The Scope of In-Context Learning for the Extraction of Medical Temporal Constraints

Publication
2023 IEEE International Conference on Healthcare Informatics

Medical Temporal Constraints

Large Language Models can Extraction Medical Temporal Constraints from Drug Usage Guidelines

What Are Medical Temporal Constraints?

Medications usually come with specific instructions about when and how to take them. These instructions, which we call medical temporal constraints (MTCs), are very important for the treatment to work effectively and to ensure patient safety. If patients don’t follow these guidelines, it can lead to health problems and higher healthcare costs. These MTCs are usually found in drug usage guidelines (DUGs), which are included in materials given to patients by doctors, and in other patient-centric education materials like those found on sites like WebMD. In this work, we created a structure to represent these MTCs as they appear in free-formatted patient health texts, and we explore the automatic extraction of these structured outputs using large language models (LLMs). This work can help outline safe patterns of activity for patients and improve healthcare applications that are focused on patient needs.

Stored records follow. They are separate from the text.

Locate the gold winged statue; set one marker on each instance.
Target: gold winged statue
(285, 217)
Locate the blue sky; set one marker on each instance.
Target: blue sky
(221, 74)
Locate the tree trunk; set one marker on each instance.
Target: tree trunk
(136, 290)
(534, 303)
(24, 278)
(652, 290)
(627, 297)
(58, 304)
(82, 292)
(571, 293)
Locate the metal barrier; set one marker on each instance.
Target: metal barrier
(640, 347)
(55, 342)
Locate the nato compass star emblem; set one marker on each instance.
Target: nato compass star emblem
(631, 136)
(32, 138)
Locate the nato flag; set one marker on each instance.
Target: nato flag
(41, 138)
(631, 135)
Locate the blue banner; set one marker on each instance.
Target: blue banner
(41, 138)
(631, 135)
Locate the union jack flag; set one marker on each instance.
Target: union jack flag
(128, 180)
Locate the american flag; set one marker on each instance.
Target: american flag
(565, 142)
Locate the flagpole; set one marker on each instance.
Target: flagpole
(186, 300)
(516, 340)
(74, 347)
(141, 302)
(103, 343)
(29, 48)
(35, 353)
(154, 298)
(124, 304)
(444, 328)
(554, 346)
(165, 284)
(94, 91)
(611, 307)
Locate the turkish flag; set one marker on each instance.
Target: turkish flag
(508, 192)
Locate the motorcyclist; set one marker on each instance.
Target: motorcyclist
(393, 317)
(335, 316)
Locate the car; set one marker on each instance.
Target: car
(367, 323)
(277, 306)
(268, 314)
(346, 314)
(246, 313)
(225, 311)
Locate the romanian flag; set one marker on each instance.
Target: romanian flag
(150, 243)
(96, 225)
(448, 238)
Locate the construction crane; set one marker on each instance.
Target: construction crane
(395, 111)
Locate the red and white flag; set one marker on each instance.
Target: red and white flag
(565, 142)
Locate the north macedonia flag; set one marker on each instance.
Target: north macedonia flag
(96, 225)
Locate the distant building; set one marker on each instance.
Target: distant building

Example of Medical Temporal Constraints
Example of Medical Temporal Constraints

What is In-Context Learning?

In-context learning (ICL) is a recent approach in language modeling where a LLM is given a task to perform after being provided with a prompt and several examples. In-context learning is different from traditional machine learning because the weights of the LLM are frozen (i.e. no backpropogation occurs); all of the task-specific knowledge is “learned” in context through the prompt and given examples. ICL is like teaching a model to perform a task by showing it only a few examples, and since the model has been trained to do a bunch of other language tasks it can reliably perform your specialized task as well. There has been a bunch of interesting investigation into why ICL works. However, in this work we focus only on how well ICL works for our patient-centric task. In related work, ICL has been found to be effective in extracting structured information from text, including scientific and medical structured information.

We used ICL with the GPT-3 model from OpenAI to extract MTCs from unstructured DUGs. We chose GPT-3 because it has been shown to be effective in extracting this type of information using ICL strategies, especially when the dataset is relatively small and training a new model is infeasible.

We designed three types of prompts to guide the model in extracting MTCs from unstructured text data. The first is a simple prompt that serves as a baseline for ICL. The second is a guided prompt, which is longer and includes elements of the labeling guide given to human annotators. The third is a specialized prompt, which is customized for each type of MTC and includes a basic description and a heuristic for formatting the MTC correctly.

Overview of MTC Extraction Pipeline
Overview of MTC Extraction Pipeline

What Did We Learn?

The specialized ICL prompt achieved an average F1 score of 0.62 across all datasets, demonstrating its relative effectiveness in extracting and normalizing MTCs from DUGs. We found 2 main sources of error in the GPT-3 output, hallucination and nonvalidity, which we describe below.

Hallucinations are the most common error type, accounting for 43% of all labeled errors. Hallucination occurs when the model outputs an MTC or a list of MTCs that are valid but not found in the text sample (i.e. the model “hallucinates” information that was never seen in the sample context). This error type is particularly common in consistency and time-of-day MTCs.

Nonvalidity is another common error, accounting for 15% of the errors. This happens when the model output cannot be parsed according to the context-free grammar (CFG) after minimal post-processing.

Distribution of In-Context Learning Errors
Distribution of In-Context Learning Errors

These errors affect the model’s performance in extracting MTCs, with hallucinations being a primary reason for poor performance. Reducing these errors is an active area of research that could lead to better results in MTC extraction tasks.

What’s Next?

Our research has shown that it is possible to computationally represent MTCs in DUGs using a CFG-based model and an ICL solution. This approach can help improve patient adherence to medication guidelines and ultimately lead to better health outcomes. However, there is still room for improvement, particularly in the extraction and normalization of certain types of MTCs. Future research could focus on refining the ICL model and exploring other methods for MTC extraction.